This means a lot of different things to a lot of people.
Whatever way you look at it, life is hard and there are winners and losers and those who sit in a grey area. What makes someone successful to me is being content and happy, and I wouldn’t be jealous if someone could achieve that for themselves
I don’t get jealous of others success. I have schizophrena, and I have my success. It’s a success for me to take a shower, remember to eat, take my medicine, keep a job, and not kill myself. Success isn’t about a new car, millions of dollars, or some fancy executive job. For us, it’s about getting through each day alive.

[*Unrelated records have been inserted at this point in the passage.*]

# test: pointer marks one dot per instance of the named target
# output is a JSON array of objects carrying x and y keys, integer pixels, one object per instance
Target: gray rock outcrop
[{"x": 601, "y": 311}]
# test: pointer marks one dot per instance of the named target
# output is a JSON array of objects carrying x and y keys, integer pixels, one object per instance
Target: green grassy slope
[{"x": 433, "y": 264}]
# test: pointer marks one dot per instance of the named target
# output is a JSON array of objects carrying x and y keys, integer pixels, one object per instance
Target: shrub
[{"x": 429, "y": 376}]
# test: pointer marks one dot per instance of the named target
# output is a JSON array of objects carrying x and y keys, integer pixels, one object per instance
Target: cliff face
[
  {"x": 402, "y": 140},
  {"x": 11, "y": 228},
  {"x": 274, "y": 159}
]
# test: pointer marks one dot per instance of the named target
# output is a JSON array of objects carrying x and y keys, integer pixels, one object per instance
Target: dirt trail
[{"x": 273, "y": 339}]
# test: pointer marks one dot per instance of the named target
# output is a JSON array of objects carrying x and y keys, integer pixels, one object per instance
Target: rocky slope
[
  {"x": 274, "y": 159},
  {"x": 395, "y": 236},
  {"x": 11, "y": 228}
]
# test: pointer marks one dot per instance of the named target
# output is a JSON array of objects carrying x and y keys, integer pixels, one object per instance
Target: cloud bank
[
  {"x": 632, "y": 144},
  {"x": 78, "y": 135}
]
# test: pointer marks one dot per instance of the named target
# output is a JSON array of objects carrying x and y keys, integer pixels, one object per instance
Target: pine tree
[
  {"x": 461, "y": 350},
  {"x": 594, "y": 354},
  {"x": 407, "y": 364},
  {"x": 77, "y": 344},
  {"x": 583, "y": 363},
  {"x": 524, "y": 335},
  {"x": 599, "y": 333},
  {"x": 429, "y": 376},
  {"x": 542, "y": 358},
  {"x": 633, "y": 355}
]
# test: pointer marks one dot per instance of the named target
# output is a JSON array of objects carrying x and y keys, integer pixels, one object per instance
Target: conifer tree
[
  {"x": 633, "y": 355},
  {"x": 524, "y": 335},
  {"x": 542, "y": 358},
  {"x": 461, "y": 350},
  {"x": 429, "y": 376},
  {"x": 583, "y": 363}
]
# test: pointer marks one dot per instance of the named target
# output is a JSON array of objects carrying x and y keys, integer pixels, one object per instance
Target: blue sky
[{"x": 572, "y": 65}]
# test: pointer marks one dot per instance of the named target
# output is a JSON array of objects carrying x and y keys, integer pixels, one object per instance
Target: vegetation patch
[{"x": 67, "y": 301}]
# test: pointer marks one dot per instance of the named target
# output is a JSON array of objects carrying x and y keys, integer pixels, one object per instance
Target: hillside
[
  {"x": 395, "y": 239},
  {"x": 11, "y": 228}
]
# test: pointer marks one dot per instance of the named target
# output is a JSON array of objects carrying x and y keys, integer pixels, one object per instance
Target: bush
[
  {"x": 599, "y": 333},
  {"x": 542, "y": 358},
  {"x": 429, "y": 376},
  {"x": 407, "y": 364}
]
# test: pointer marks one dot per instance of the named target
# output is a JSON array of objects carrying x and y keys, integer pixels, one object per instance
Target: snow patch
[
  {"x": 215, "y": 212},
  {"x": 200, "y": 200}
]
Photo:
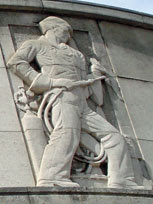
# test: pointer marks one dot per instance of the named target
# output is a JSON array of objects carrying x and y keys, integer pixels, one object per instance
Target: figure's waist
[{"x": 61, "y": 71}]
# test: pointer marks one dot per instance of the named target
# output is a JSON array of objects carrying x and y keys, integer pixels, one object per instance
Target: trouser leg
[
  {"x": 119, "y": 161},
  {"x": 58, "y": 155},
  {"x": 64, "y": 140}
]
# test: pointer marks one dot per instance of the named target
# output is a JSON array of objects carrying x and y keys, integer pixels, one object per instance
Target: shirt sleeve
[{"x": 20, "y": 62}]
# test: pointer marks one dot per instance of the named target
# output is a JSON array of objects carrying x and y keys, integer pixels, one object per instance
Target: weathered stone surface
[
  {"x": 14, "y": 199},
  {"x": 130, "y": 50},
  {"x": 70, "y": 196},
  {"x": 147, "y": 147},
  {"x": 15, "y": 169},
  {"x": 8, "y": 115},
  {"x": 19, "y": 3},
  {"x": 138, "y": 96},
  {"x": 2, "y": 65}
]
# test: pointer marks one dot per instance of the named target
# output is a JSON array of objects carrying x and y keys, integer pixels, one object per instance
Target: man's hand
[{"x": 63, "y": 83}]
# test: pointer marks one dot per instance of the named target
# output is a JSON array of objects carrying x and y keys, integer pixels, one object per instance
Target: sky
[{"x": 145, "y": 6}]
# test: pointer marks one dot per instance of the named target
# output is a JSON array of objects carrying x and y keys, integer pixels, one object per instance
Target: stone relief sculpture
[{"x": 58, "y": 95}]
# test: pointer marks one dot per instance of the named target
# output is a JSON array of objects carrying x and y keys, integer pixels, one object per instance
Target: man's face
[{"x": 62, "y": 33}]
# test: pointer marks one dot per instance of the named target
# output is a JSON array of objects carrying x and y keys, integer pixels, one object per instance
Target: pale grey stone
[
  {"x": 2, "y": 65},
  {"x": 17, "y": 199},
  {"x": 15, "y": 169},
  {"x": 55, "y": 168},
  {"x": 147, "y": 147},
  {"x": 88, "y": 199},
  {"x": 138, "y": 96},
  {"x": 18, "y": 3},
  {"x": 130, "y": 50},
  {"x": 8, "y": 117}
]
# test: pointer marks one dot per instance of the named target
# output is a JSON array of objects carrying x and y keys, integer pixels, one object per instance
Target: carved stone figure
[{"x": 64, "y": 87}]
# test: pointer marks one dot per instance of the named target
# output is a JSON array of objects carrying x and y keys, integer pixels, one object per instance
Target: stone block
[
  {"x": 14, "y": 199},
  {"x": 130, "y": 50},
  {"x": 8, "y": 115},
  {"x": 15, "y": 169},
  {"x": 138, "y": 96},
  {"x": 2, "y": 65},
  {"x": 147, "y": 147},
  {"x": 19, "y": 3}
]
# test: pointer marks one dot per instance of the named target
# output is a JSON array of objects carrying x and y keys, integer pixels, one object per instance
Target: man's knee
[{"x": 113, "y": 139}]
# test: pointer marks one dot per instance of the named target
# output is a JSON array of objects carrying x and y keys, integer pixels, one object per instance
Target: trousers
[{"x": 71, "y": 115}]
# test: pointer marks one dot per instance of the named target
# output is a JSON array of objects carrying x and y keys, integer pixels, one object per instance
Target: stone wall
[{"x": 121, "y": 40}]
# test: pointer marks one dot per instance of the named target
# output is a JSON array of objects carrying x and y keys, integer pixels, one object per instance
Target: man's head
[{"x": 52, "y": 23}]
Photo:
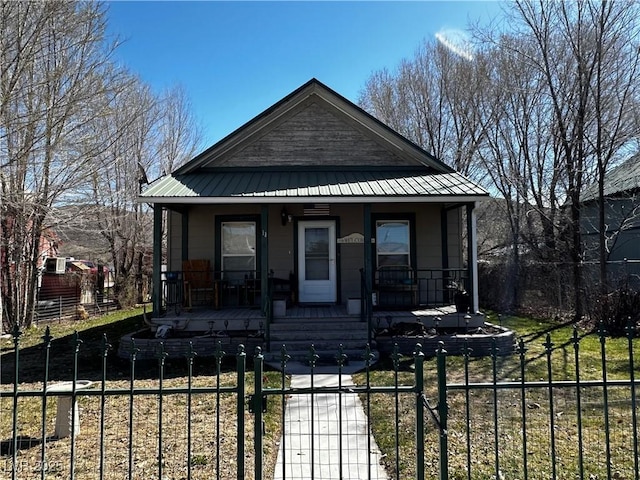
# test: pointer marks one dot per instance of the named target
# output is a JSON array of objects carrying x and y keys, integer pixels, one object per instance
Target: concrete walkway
[{"x": 339, "y": 447}]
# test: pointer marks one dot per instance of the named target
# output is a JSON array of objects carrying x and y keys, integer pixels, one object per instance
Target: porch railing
[{"x": 403, "y": 287}]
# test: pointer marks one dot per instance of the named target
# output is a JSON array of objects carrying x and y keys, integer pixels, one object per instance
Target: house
[
  {"x": 622, "y": 221},
  {"x": 314, "y": 202}
]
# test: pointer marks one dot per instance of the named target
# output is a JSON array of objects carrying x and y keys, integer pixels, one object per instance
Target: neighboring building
[
  {"x": 321, "y": 202},
  {"x": 622, "y": 220}
]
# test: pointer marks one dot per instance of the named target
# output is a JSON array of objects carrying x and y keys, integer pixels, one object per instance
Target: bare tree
[
  {"x": 430, "y": 100},
  {"x": 588, "y": 54},
  {"x": 179, "y": 132},
  {"x": 54, "y": 78}
]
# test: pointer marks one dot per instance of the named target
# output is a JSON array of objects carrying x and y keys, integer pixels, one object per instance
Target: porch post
[
  {"x": 157, "y": 258},
  {"x": 185, "y": 234},
  {"x": 264, "y": 258},
  {"x": 368, "y": 266},
  {"x": 473, "y": 255}
]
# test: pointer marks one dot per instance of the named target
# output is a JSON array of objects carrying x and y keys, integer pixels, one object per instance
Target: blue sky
[{"x": 236, "y": 59}]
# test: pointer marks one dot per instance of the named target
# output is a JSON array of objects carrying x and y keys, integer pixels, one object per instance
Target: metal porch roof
[{"x": 327, "y": 185}]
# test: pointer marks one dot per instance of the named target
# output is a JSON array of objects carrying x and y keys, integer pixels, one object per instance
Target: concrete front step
[
  {"x": 326, "y": 336},
  {"x": 327, "y": 356}
]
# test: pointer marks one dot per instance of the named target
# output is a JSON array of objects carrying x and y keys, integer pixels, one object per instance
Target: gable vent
[{"x": 316, "y": 209}]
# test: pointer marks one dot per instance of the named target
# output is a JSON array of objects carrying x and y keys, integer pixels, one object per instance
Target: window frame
[
  {"x": 220, "y": 221},
  {"x": 394, "y": 217}
]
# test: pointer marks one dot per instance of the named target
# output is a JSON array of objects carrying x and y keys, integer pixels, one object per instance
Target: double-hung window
[
  {"x": 393, "y": 243},
  {"x": 238, "y": 252}
]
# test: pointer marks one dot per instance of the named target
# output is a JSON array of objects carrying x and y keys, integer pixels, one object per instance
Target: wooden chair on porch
[{"x": 198, "y": 283}]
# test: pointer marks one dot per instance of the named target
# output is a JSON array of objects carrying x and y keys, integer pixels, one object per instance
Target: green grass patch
[{"x": 486, "y": 427}]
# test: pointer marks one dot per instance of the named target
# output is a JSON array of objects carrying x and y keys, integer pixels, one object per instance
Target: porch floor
[{"x": 238, "y": 318}]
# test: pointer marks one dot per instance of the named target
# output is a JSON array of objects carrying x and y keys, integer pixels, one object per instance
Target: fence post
[
  {"x": 630, "y": 330},
  {"x": 240, "y": 369},
  {"x": 418, "y": 358},
  {"x": 443, "y": 410},
  {"x": 14, "y": 429},
  {"x": 257, "y": 407}
]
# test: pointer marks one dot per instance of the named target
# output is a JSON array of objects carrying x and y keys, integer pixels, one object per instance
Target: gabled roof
[
  {"x": 622, "y": 180},
  {"x": 313, "y": 145},
  {"x": 319, "y": 93}
]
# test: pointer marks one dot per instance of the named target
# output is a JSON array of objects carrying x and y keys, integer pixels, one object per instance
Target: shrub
[{"x": 616, "y": 309}]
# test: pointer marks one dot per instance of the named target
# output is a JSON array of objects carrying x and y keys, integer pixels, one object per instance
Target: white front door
[{"x": 317, "y": 261}]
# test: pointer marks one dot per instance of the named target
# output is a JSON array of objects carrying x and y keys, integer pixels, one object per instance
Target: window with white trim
[
  {"x": 238, "y": 250},
  {"x": 393, "y": 243}
]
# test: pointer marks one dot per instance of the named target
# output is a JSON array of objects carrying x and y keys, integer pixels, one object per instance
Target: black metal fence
[{"x": 547, "y": 412}]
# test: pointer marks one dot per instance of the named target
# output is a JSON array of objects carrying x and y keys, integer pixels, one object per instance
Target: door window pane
[{"x": 316, "y": 247}]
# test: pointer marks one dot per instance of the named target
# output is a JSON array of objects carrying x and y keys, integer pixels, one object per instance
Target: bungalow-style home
[
  {"x": 313, "y": 203},
  {"x": 622, "y": 222}
]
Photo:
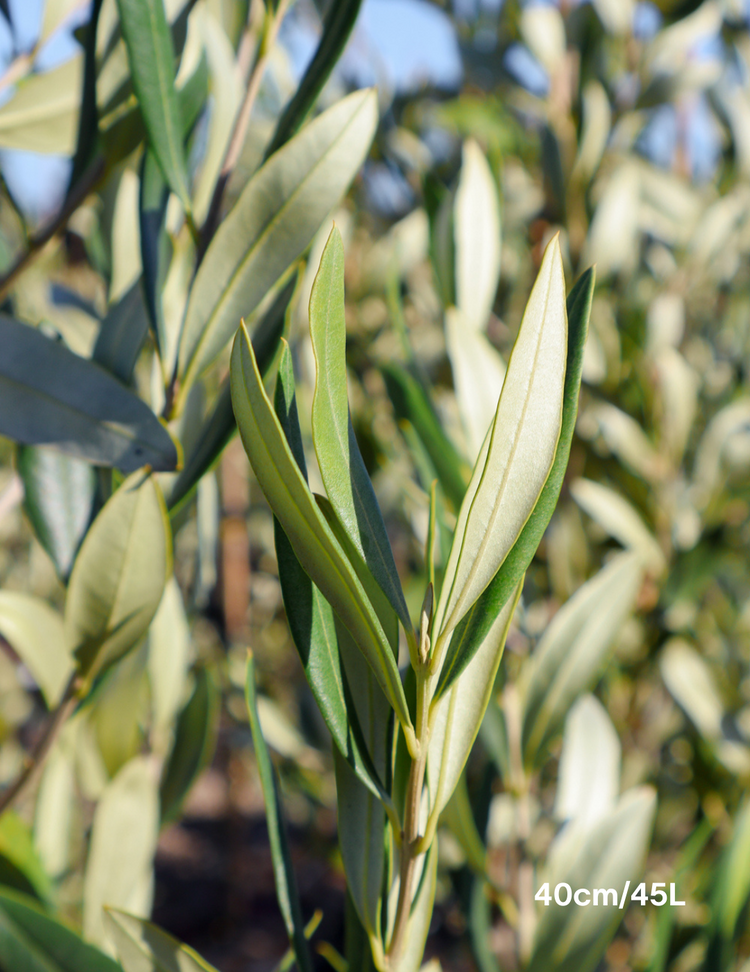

i used to be jealous, then changed to grateful then felt inferior once more, but now i have accepted who i am. Be it successful or not in terms of materialistic, i am successful in my own ways. Some of my values are good, only recently i got to know some good friends (when at the age of 32 to 33 [i am now 33 years old]) initially i felt i wasted 33 years of my life, but it’s not really the case. every step that i took was a learning lesson for me, it was meant to mold me into a better person. Yes, i may have suffered, but it was because of these sufferings that i have what my character is now.
being grateful needs to be “learnt” it can take time but be assured (of a saying) " if there is a will, there is a way", just keep trying ^^. Good luck and be blessed ^^
For me, success is having a friend in my life I can trust and having enough money to live on to where things are not always super difficult. Some people feel inadequate because they want that 150k /yr job, and to be honest, people can get that job if they really apply themselves, and often times people marry who they think is the prettiest/handsomest thinking they have this picture perfect life, but take a look at the divorce and infidelity rate. Throw away all of the ideas of what it means to be successful in this world and ask yourself what you need to make you happy, then start working towards it.
When I was a kid I had bad problems with that sort of jealousy. Nowadays I don’t and am not sure why it went away. I’m happy for people when they do well. I think because I expect that someday I will be doing just as well, I’m just not quite there yet. I think that mentality helps.
Also knowing that everyone has their fair share of issues.